A lot of scientific software, and this is especially true in bioinformatics, is “open source” in some way or another. That it seems the community doesn’t quite understand the value of open source is another matter and another post, so for the sake of this post, let’s assume it is. Perhaps more importantly, a good chunk of the software used is developed by academia. In my mind, this increases the bar on code quality and software stewardship. Most importantly, developers of academic software need to think about their applications differently and funding agencies need to think about how they fund software development differently.
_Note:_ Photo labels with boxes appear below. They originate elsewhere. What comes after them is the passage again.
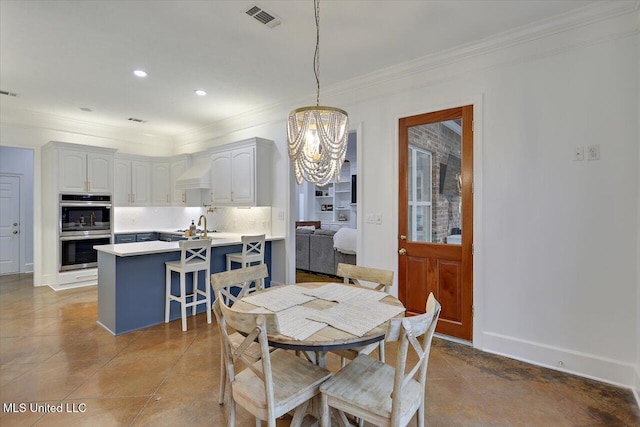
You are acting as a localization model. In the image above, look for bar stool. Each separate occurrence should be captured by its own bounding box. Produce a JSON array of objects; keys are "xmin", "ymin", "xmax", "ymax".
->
[
  {"xmin": 227, "ymin": 234, "xmax": 265, "ymax": 270},
  {"xmin": 164, "ymin": 239, "xmax": 211, "ymax": 331}
]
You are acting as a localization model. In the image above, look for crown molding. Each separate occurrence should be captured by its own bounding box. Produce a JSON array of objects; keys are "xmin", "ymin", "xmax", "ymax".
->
[
  {"xmin": 0, "ymin": 108, "xmax": 174, "ymax": 151},
  {"xmin": 175, "ymin": 0, "xmax": 640, "ymax": 146}
]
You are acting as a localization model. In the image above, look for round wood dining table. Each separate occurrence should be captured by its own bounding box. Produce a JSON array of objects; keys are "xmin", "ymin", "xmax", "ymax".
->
[{"xmin": 233, "ymin": 282, "xmax": 404, "ymax": 366}]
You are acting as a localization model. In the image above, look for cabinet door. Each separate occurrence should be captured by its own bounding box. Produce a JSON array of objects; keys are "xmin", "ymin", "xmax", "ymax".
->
[
  {"xmin": 58, "ymin": 150, "xmax": 88, "ymax": 193},
  {"xmin": 113, "ymin": 159, "xmax": 131, "ymax": 206},
  {"xmin": 211, "ymin": 151, "xmax": 232, "ymax": 204},
  {"xmin": 171, "ymin": 160, "xmax": 187, "ymax": 206},
  {"xmin": 87, "ymin": 153, "xmax": 113, "ymax": 193},
  {"xmin": 151, "ymin": 162, "xmax": 171, "ymax": 206},
  {"xmin": 231, "ymin": 147, "xmax": 256, "ymax": 205},
  {"xmin": 131, "ymin": 160, "xmax": 151, "ymax": 206}
]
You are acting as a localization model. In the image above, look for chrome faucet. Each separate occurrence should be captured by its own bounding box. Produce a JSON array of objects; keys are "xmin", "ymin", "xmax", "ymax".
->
[{"xmin": 198, "ymin": 215, "xmax": 207, "ymax": 239}]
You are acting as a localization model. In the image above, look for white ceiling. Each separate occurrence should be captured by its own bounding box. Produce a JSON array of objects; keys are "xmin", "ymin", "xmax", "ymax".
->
[{"xmin": 0, "ymin": 0, "xmax": 594, "ymax": 137}]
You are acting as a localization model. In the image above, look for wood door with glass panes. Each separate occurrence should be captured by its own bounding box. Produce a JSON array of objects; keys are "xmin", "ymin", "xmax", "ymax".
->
[{"xmin": 398, "ymin": 105, "xmax": 473, "ymax": 340}]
Under the assumption that the majority of code used to do scientific discovery originates in academia, the question to ask is, what responsibiity does a scientific software developer have? Should they think of their potential users as customers from the beginning or is that something that becomes important later in the process. While in some open source academic projects, especially ones that gave been developed ground up, a customer-centric approach seems to exist, in general it appears that much code is developed to get published or to get something out there to solve a particular problem. Given the realities of scientific problems, I don’t believe you can assume on day 1 that your applications are going to find use in the broader community, but it is a safe assumption to make that for many applications that is the end goal. The reality is that you might be the only one that ever uses the code, especially if it is being developed to solve a specific problem, then it might be your team, then other labs and collaborators and ultimately a wider community. This means that not only should scientific software developers take a step back and think about the potential scope of their project as it evolves, it means that funding agencies need to rethink how they fund software.
First, publishing software as papers needs to go away. Algorithms should get published, novel architectures should get published. Software should only be published as a note to aid discovery. Funding agencies also need to recognize that funding new software projects for 3-5 years and expecting the developer to know the outcome at the beginning is short sighted. Software evolves, features and scope evolves along the way. Three years is an eternity for a software project, five .. I don’t have a word for how long that is. Funders also need to recognize that there is a greater need for funding as a piece of software grows and is recognized by the community. In a way that could be looked at as a return on investment. The broader the reach and impact to science the more successful the initial funding, but you need the concept of angel funding as well to get a project off the ground, see how it will evolve. We also need to raise the bar. Should new proposals be funded or should developers be encouraged to contribute to existing projects? Since there doesn’t seem to be much emphasis on the latter, you see new applications being developed as opposed to getting funding to contribute to existing applications.
The problem with scientific software is more cultural than anything else. As Susan Baxter tweeted
bioinformatician still = PI mentality, not team-based or community
Software development is different, it works at different time scales and it requires a different approach. Note that I am not talking about research code, but code that’s meant to be used over a period of time, at the least by multiple generations in your research group. The change has to start within the community, but they aren’t going anywhere without funding agencies changing the incentives.